The Rational Optimist

Here's a podcast with Matt Ridley, author of that book.

His thesis is that we are doing quite well in terms of life expectancy and quality of life, worldwide. I agree with that but left the following comment:
  1. Environment is, at best, indirectly improving with the expansion in our living standards. Without a price on clean air, etc., there is little reason to assign positive value to it [and it gets overused].

  2. Adaption to climate change will be easier for rich countries, but what about LDCs? They will not be able to save themselves with an iPad app.
Oh, and yes, the industrial revolution/current living standards were driven by our use of coal and other fossil fuels.
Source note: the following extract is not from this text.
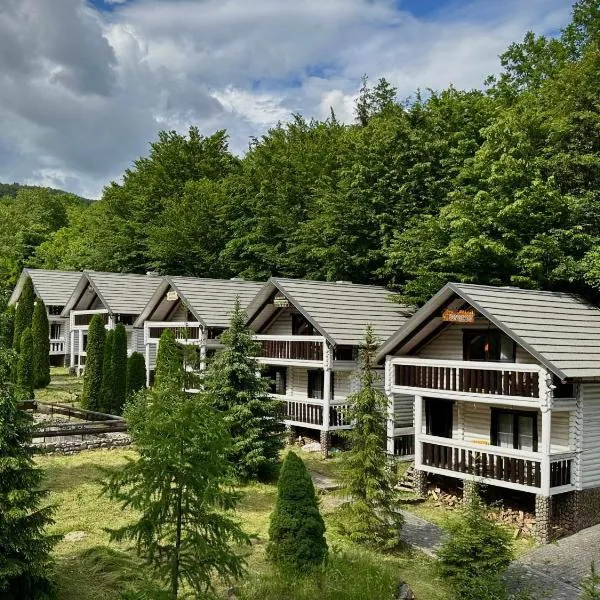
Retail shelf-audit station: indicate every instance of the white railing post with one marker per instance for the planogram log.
(388, 379)
(418, 431)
The problem is not that these fuels will run out, but that their use will poison us and our environment.

Bottom Line: Things are getting better, but we have to make sure that we take all costs of growth into account.

4 comments:

David Zetland said...

LL emails: "Since you seem willing to rock some boats in the often homogeneous clan of water professionals, I wonder if you agree with me that: a) we got basically no chance of changing the rate or slope of the climate change curves, and b) a much more sane target to improve the quality of life for everyone left on the planet (including non-homo sapiens) would be population growth? If so, would you kindly start this bandwagon? I'm so done with climate scientists and politicians getting rich while busily and actively dodging this huge point!"

David Zetland said...

@LL -- so you're saying that lower population growth is a good thing? I agree. I argued about that in DC last week (look at this: www.bit.ly/cUFzUf). OTOH, I *do* think humans are having an impact on climate, and thus can change that impact for the better. Look at past posts on this blog on "population" and "climate change" or "carbon tax"

It's not about doing one thing, but doing the appropriate thing in each location (OECD vs LCDs).

Laurel said...

No doubt we can do better, but at what cost? My argument is that putting our money into population growth would be a much better investment.

Laurel said...

clarification....I'm referring to *controlling* population growth!